When it comes to Rules Following, the victims of this hazing case followed strict obedience. They didn’t think about the context or consequences of what they were doing, they were just being told by upperclassmen that they had to follow through. The actions of those involved were not morally optimal, but I can also see it as the coaches following negligent obedience too. The article stated that the coaches did nothing to stop the hazing and are now all put on leave with one assistant coach even being charged. They were the ones put in command so I feel that they failed to exercise due care by doing less than they could have in this case. While the upperclassmen who administered the hazing can clearly be seen as lacking integrity and virtue, we’re actually looking at the victims’ obedience in this case. I also think it’s sad that people in the community are so upset over canceling a football season simply for their entertainment. If one person is spared from going through hazing or one upperclassmen learns a valuable lesson, then I think it’s worth canceling a single season of football.

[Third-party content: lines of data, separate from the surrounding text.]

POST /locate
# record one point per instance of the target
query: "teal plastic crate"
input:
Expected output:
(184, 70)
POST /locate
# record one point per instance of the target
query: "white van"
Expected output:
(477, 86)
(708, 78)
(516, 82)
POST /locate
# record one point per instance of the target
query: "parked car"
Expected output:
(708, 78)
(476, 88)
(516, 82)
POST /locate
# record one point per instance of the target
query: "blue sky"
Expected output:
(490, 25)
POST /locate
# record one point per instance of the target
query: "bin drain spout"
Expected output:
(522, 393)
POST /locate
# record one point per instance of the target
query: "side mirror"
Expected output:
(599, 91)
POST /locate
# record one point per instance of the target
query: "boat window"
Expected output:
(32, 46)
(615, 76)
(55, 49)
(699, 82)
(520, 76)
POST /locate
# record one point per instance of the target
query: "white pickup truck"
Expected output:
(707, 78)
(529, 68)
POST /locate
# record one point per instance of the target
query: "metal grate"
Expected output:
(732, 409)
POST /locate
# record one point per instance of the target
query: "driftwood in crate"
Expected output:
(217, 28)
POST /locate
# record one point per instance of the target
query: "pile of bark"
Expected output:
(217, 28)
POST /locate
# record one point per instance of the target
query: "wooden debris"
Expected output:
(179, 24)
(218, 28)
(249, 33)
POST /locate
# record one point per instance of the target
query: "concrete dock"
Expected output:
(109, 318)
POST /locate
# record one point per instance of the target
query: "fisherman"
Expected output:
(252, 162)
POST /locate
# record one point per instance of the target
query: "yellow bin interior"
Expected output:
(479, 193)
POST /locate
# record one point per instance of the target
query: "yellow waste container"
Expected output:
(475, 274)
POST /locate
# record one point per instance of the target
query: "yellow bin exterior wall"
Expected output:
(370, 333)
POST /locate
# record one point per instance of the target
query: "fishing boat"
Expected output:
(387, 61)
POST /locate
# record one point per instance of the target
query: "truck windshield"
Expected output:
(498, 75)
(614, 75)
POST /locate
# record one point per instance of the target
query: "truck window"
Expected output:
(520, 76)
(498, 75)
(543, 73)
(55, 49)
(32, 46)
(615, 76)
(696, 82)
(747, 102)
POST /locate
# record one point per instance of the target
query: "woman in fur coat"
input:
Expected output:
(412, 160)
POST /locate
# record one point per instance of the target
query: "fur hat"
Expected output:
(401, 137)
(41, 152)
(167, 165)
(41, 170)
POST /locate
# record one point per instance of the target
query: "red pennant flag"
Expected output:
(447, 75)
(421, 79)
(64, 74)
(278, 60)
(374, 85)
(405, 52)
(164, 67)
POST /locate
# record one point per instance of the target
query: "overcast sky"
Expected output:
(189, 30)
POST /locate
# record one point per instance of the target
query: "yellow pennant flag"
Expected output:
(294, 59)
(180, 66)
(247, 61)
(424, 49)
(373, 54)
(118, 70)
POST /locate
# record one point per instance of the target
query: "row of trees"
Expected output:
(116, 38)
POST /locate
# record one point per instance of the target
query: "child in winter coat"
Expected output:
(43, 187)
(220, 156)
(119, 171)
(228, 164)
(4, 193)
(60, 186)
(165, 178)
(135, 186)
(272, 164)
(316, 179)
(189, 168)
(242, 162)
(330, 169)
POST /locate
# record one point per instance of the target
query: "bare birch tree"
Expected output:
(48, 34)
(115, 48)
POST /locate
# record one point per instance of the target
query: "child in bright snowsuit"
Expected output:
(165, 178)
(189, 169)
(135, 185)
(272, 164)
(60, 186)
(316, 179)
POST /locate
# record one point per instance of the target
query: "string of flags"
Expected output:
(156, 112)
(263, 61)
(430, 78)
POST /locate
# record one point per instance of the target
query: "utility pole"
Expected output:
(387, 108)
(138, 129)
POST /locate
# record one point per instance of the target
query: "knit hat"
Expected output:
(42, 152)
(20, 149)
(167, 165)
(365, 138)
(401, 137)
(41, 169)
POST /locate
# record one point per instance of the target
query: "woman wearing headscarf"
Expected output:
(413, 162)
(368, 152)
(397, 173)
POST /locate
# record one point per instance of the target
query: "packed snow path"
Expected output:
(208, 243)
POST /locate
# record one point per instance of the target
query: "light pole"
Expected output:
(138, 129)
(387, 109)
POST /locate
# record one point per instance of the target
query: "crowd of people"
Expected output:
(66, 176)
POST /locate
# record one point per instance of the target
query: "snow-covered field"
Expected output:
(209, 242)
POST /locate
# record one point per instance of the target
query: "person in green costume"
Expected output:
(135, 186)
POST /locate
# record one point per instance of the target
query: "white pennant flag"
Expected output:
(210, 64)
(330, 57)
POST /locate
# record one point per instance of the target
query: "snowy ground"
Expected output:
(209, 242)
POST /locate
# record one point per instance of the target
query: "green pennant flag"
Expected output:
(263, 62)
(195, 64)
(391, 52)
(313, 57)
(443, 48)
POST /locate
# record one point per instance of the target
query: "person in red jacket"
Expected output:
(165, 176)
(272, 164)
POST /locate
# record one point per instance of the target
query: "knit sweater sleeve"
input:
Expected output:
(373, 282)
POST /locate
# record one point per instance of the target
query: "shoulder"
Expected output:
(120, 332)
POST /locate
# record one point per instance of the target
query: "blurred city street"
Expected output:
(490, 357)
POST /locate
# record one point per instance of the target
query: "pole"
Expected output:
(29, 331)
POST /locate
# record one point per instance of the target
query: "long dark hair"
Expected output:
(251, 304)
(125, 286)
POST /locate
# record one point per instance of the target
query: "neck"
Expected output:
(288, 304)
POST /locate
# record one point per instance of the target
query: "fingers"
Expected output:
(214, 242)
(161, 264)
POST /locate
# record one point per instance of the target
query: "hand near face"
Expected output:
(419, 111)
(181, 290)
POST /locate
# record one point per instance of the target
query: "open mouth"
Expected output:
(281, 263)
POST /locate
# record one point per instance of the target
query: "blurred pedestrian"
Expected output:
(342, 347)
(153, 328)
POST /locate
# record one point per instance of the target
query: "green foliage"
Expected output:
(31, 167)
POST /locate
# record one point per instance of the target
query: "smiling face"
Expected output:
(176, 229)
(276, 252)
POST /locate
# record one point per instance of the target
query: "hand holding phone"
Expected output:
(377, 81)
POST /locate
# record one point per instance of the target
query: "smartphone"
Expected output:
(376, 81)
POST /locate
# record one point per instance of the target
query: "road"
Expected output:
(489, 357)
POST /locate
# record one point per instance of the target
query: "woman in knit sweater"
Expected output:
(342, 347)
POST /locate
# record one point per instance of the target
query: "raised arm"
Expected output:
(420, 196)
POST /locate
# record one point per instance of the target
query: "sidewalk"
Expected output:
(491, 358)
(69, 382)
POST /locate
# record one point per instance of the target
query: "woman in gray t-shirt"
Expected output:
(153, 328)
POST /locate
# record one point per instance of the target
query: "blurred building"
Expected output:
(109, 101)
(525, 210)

No, it may not be fair to the other players on the team who were not involved, but at the end of the day it only takes one person to speak up and create change to end this cycle of strict obedience. Especially if “followers” are statistically proven to become the ones inflicting the harm in the future. I don’t think these victims should be blamed, but it does bring up a valid point of being careful to not follow ALL rules if it means letting someone else short circuit our own judgment like philosopher Davis said. It may be hard to avoid in some cases, but if we let someone else cloud our judgment, then we are essentially pushing our own morals aside and following strict obedience without considering the consequences.